Gordon and David Pritchard tried to sue Anglesey council for more than pounds 3m in a complex planning wrangle.
Last night they were facing a counter claim for costs which could reach pounds 100,000.
The brothers, who conducted their own case, claimed council officers deliberately tried to stop plans for Glanaber Caravan Park in Amlwch Port - run by their dad from 1963.
They claimed misfeasance in public office and negligence against Anglesey council.
The council denied both allegations.

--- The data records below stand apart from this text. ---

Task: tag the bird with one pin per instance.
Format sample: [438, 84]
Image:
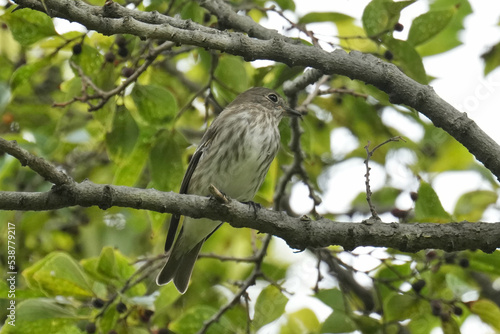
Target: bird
[234, 155]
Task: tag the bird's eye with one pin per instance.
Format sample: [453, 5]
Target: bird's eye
[273, 97]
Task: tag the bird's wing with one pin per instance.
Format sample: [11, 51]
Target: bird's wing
[174, 221]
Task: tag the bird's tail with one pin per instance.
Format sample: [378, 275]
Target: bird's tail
[179, 267]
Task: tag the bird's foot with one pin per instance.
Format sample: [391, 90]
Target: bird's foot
[218, 195]
[255, 206]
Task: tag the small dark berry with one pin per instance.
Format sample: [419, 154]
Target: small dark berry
[123, 51]
[458, 310]
[146, 315]
[77, 49]
[431, 255]
[127, 72]
[388, 55]
[121, 307]
[109, 56]
[120, 41]
[418, 285]
[445, 316]
[436, 307]
[97, 302]
[398, 27]
[450, 258]
[400, 213]
[164, 331]
[206, 17]
[464, 263]
[91, 328]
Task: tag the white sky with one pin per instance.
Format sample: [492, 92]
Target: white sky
[460, 81]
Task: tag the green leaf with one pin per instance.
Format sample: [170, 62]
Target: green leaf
[448, 38]
[109, 319]
[407, 58]
[334, 17]
[383, 199]
[113, 268]
[24, 74]
[429, 24]
[301, 321]
[486, 263]
[155, 104]
[470, 206]
[121, 141]
[270, 306]
[192, 320]
[231, 71]
[491, 58]
[488, 311]
[41, 316]
[193, 11]
[106, 263]
[333, 298]
[129, 171]
[90, 60]
[399, 307]
[428, 207]
[166, 161]
[58, 274]
[381, 15]
[29, 26]
[286, 4]
[338, 322]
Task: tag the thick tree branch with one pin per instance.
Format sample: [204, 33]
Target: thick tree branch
[299, 233]
[114, 19]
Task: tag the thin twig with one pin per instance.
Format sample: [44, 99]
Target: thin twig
[243, 290]
[104, 96]
[367, 175]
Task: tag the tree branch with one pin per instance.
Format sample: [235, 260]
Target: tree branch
[299, 233]
[114, 19]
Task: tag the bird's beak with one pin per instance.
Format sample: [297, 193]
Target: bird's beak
[292, 112]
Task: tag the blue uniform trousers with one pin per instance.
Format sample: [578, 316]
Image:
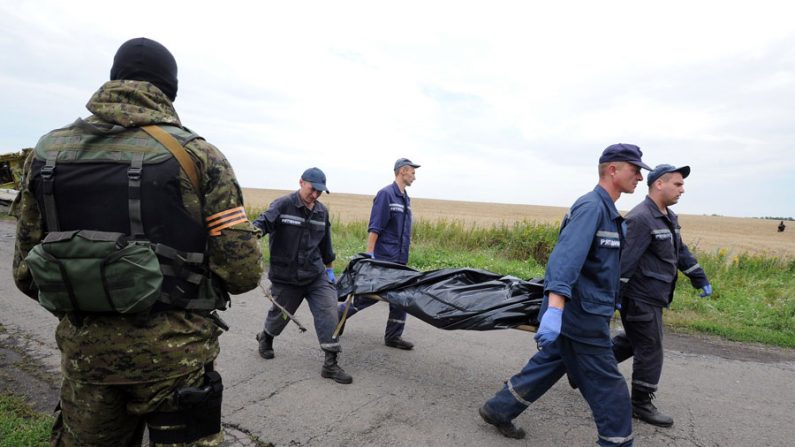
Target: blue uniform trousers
[596, 373]
[394, 325]
[642, 340]
[322, 298]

The case began last year and was heard at three different courts - Chester, Crewe and Caernarfon.
Yesterday, Chester High Court judge Derek Halbert delivered his 27-page written judgment into whether the brothers proved liability against the council.
But the council did not escape criticism from Judge Halbert who described the council's handling of the file as far from ideal.

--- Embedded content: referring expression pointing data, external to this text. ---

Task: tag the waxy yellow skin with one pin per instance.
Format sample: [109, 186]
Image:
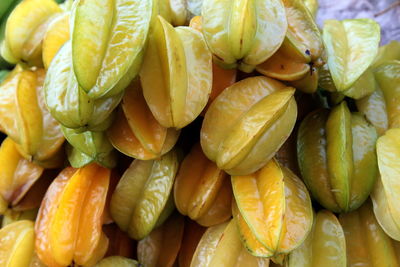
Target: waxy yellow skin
[247, 123]
[366, 242]
[221, 246]
[336, 155]
[324, 246]
[387, 189]
[143, 197]
[202, 191]
[273, 212]
[235, 31]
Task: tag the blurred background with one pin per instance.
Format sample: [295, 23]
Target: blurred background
[386, 12]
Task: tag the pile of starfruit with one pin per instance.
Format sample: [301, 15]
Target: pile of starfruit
[190, 133]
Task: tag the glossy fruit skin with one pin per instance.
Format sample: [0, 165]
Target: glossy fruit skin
[366, 242]
[26, 120]
[161, 246]
[107, 53]
[247, 123]
[234, 31]
[25, 29]
[181, 58]
[220, 245]
[73, 193]
[343, 41]
[336, 156]
[324, 246]
[202, 191]
[17, 244]
[273, 210]
[67, 101]
[386, 192]
[143, 197]
[135, 132]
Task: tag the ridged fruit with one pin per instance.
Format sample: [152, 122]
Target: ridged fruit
[386, 193]
[351, 46]
[247, 123]
[336, 156]
[135, 132]
[25, 30]
[108, 39]
[160, 248]
[179, 57]
[273, 212]
[88, 147]
[25, 119]
[235, 31]
[17, 244]
[143, 197]
[67, 101]
[202, 191]
[221, 246]
[69, 225]
[366, 242]
[324, 246]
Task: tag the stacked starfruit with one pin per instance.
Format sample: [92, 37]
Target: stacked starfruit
[366, 243]
[69, 225]
[25, 119]
[196, 133]
[273, 210]
[337, 160]
[247, 123]
[202, 191]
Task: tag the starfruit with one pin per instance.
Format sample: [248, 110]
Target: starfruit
[25, 118]
[324, 246]
[221, 246]
[388, 52]
[142, 199]
[119, 242]
[381, 108]
[351, 46]
[11, 216]
[108, 39]
[366, 242]
[222, 78]
[67, 101]
[336, 156]
[287, 64]
[176, 74]
[68, 227]
[17, 174]
[201, 190]
[273, 213]
[312, 6]
[160, 248]
[191, 238]
[117, 261]
[135, 132]
[235, 31]
[25, 30]
[56, 35]
[386, 193]
[17, 244]
[173, 11]
[89, 147]
[247, 123]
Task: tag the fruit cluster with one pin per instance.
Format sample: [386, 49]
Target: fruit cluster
[279, 141]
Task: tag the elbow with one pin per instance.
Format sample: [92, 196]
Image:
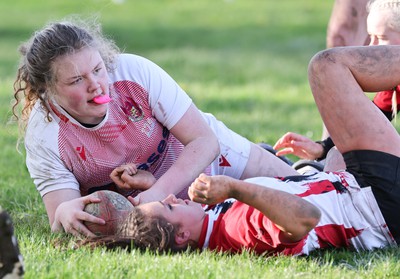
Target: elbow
[310, 221]
[320, 62]
[214, 146]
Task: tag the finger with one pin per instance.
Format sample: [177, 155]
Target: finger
[131, 168]
[135, 201]
[285, 151]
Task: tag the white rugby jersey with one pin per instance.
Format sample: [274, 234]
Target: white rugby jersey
[350, 218]
[146, 103]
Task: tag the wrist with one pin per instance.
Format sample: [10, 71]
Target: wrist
[326, 144]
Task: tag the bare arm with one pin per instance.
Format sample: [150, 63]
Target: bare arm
[201, 148]
[298, 145]
[294, 216]
[348, 24]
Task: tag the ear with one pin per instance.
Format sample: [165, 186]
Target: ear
[182, 237]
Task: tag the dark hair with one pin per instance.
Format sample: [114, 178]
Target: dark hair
[142, 231]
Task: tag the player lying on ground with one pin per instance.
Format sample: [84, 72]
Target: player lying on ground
[356, 208]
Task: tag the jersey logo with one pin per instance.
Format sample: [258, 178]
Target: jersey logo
[223, 162]
[81, 152]
[133, 110]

Finding the claim of negligence and misfeasance failed he said: "I remain satisfied to a high standard of probability that the council officers acted without malice, indeed they had acted in the belief what they were doing was right."

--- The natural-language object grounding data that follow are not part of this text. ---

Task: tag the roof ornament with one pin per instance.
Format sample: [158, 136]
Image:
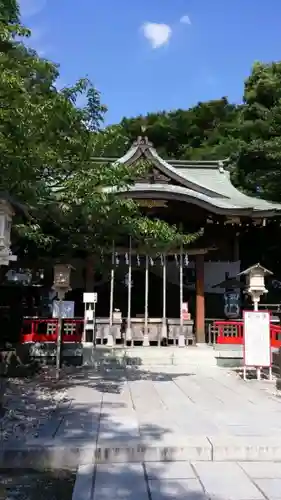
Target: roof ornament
[143, 142]
[221, 166]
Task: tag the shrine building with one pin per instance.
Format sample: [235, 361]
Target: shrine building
[167, 297]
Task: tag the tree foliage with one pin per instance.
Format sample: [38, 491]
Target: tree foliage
[48, 146]
[248, 133]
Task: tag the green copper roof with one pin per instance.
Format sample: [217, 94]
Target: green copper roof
[203, 183]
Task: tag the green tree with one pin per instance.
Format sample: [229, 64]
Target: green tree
[47, 150]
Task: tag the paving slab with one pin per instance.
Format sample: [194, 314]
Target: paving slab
[246, 448]
[176, 489]
[271, 488]
[227, 481]
[120, 482]
[83, 488]
[169, 470]
[170, 448]
[262, 470]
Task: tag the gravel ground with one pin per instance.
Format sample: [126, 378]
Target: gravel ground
[32, 485]
[29, 402]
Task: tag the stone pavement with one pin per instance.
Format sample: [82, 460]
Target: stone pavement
[179, 481]
[169, 413]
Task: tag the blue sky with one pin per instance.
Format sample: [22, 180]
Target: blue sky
[153, 55]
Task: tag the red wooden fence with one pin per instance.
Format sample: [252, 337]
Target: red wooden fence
[46, 330]
[231, 333]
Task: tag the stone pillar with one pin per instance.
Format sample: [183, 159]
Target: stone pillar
[90, 274]
[200, 300]
[236, 249]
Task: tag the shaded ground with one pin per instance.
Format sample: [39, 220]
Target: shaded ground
[19, 484]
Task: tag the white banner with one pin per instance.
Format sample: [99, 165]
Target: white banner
[257, 350]
[67, 309]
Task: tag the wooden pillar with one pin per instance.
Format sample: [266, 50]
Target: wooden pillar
[200, 300]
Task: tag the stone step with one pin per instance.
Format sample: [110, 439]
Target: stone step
[70, 453]
[154, 356]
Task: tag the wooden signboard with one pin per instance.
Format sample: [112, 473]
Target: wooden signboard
[257, 350]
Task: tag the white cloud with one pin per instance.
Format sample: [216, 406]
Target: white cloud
[185, 19]
[29, 8]
[157, 34]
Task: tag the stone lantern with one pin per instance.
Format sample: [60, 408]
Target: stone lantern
[6, 215]
[255, 282]
[61, 286]
[62, 279]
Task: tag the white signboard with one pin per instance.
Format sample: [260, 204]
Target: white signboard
[90, 297]
[67, 309]
[257, 351]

The dispute stretched back decades.
In February 1963, the brothers' father John Pritchard, who died seven years ago, applied for permission for 50 residential caravans for Wylfa Power Station construction workers and their families.
In April 1963, the local council granted temporary planning consent during that construction work.
In 1967 it gave permanent permission for holiday use.
Later the council claimed it served an enforcement notice preventing the brothers using the site.
However, in December 2000, a Welsh Office inspector decided the Pritchards did have planning permission to put 26 caravans on the site.
During the case Gordon Pritchard who lives at Cemaes, was able to cross examine top planning bosses, including corporate director Arthur Owen.
Armed with piles of dossiers, the brothers unsuccessfully attempted to prove they were owed a duty of care by the council and that it was negligent.
Last night a council spokesman said: "We are pleased with the judgment, particularly the judge's conclusion the officers, against whom the claimants had made serious allegations, all acted honestly and in good faith.
"During the course of the claim the council offered the claimants three opportunities to withdraw the claims and bring the court proceedings to an end.
They refused, leaving the council no choice but to defend the claims, at significant cost.
"It is now our duty and responsibility to take all reasonable steps to recover, from the claimants, the public money which has been wasted in defending these unmeritorious claims."
The Daily Post understands the costs could be in the region of £80,000 to £100,000.
The upshot is that the family involved has been ruined by the legal costs of fighting the Council on this issue. I strongly suspect that one of the two brothers is a regular commenter on this site and (I hope he will forgive me saying) the anguish he still feels is apparent to all in his comments. I'm not an expert in this case - however, putting aside the verdict outlined above, there is no doubt that the Anglesey 2 feel unjustly treated. Furthermore I would venture that the Council could have handled the situation in a better way - one which wouldn't have resulted in the brothers having to pay the ruinously large legal fees run up by the council in contesting this case.